A more basic question is, what is the easiest way to deduce the prime number theorem from the asymptotic relation $$p_n \sim n \log n \ (n \to \infty),$$ where $$p_n$$ denotes the $$n$$th prime? Maybe a proof in the twin prime case would be similar?

(Pardon the notation $$t_n$$ for the $$n$$th twin prime. If you have a better notation, let me know and I will edit the question.)

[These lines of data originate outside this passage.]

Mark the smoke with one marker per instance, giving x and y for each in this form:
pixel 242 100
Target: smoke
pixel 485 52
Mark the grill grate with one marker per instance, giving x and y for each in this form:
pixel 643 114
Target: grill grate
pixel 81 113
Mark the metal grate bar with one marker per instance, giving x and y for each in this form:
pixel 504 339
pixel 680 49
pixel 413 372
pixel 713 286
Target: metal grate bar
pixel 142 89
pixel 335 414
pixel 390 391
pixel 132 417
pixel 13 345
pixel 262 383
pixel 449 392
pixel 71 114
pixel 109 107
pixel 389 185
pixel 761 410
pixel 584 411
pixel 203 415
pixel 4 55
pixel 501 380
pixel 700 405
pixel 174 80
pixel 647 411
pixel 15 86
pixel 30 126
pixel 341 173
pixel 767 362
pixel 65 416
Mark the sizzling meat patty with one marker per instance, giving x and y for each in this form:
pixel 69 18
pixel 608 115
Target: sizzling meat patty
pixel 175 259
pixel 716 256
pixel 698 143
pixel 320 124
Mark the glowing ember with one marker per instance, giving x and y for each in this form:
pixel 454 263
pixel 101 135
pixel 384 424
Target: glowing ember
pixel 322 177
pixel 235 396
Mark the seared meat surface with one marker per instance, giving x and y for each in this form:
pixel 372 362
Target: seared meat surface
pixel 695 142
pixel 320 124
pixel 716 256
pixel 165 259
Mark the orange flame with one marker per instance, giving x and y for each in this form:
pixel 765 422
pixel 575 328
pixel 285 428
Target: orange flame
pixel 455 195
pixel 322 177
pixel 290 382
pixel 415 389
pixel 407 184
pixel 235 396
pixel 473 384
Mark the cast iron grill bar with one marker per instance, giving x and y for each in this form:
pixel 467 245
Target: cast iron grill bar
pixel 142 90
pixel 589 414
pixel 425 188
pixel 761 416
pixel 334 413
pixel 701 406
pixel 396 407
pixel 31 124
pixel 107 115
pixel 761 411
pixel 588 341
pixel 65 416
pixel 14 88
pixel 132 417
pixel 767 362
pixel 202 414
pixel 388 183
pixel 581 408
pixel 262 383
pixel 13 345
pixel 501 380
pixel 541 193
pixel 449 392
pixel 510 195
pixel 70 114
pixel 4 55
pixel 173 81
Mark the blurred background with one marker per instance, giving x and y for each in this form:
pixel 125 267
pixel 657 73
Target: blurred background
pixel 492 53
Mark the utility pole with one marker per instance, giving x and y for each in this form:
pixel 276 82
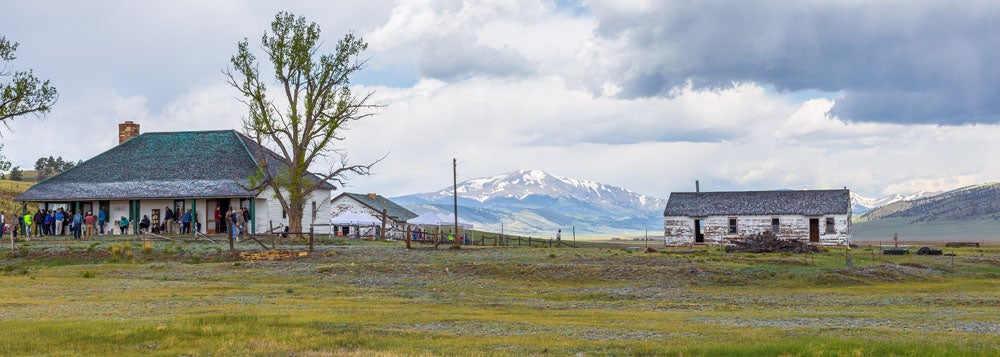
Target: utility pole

• The PNT $\pi(x)\sim \frac{x}{\log(x)}$ is equivalent to $p_n\sim n\log(n)$ using $\pi(p_n)=n$. Similarly $$\pi_2(x)\sim 2C_2 \frac{x}{\log (x) ^2},$$ for $C_2=0.66016...$ gives an asymptotc for $t_n$, using $\pi_2(t_n)=n$. Commented Oct 12, 2021 at 8:50
• I know how to prove the forward direction for the PNT, but how do you prove the reverse direction? And what does the asymptotic for $t_n$ turn out to be? Commented Oct 12, 2021 at 8:53
• See this post. Commented Oct 12, 2021 at 9:25
• If you invert the conjectured asymptotics $$\pi _2 (x) \sim 2C_2 \int_2^x {\frac{{dt}}{{\log ^2 t}}}$$ then you find $$t_n \sim \frac{1}{{2C_2 }}n\log ^2 n + 2C_2 (n\log n)\log \log n + \frac{{1 - \log (2C_2 )}}{{C_2 }}n\log n + \cdots$$ Here $C_2 = 0.6601618158468\ldots$ is the twin prime constant.
– Gary
Commented Oct 12, 2021 at 10:34
• @JesseElliott You start with the asymptotic expansion $$\pi _2 (x) \sim 2C_2 \int_2^x {\frac{{dt}}{{\log ^2 t}} \sim } 2C_2 \frac{x}{{\log ^2 x}}\sum\limits_{k = 0}^\infty {\frac{{(k + 1)!}}{{\log ^k x}}}$$ and use Theorem 2 in doi.org/10.1006/jsco.1994.1014 see Corollary 4 for the case of the prime numbers.
– Gary
Commented Oct 13, 2021 at 23:29

An asymptotic formulae is given for the number of prime pairs $$(p, p+2) is given in the paper, "Asymptotic formulae for the number of repeating prime sequences less than N", Christopher L. Garvie (2016), Notes on Number Theory and Discrete Mathematics, Vol. 22, No. 4; 29-40.
The paper solves the more general problem noted in Hardy and Wight (1962) "An introduction to the Theory of Numbers" on page 5 concerning the number of prime pairs, prime triplets $$(p,p+2,p+6)$$ & $$(p,p+4,p=6)$$, and also larger sets of primes. A sieve method is used in the paper to show all such sequences (including the prime pair conjecture) are unbounded.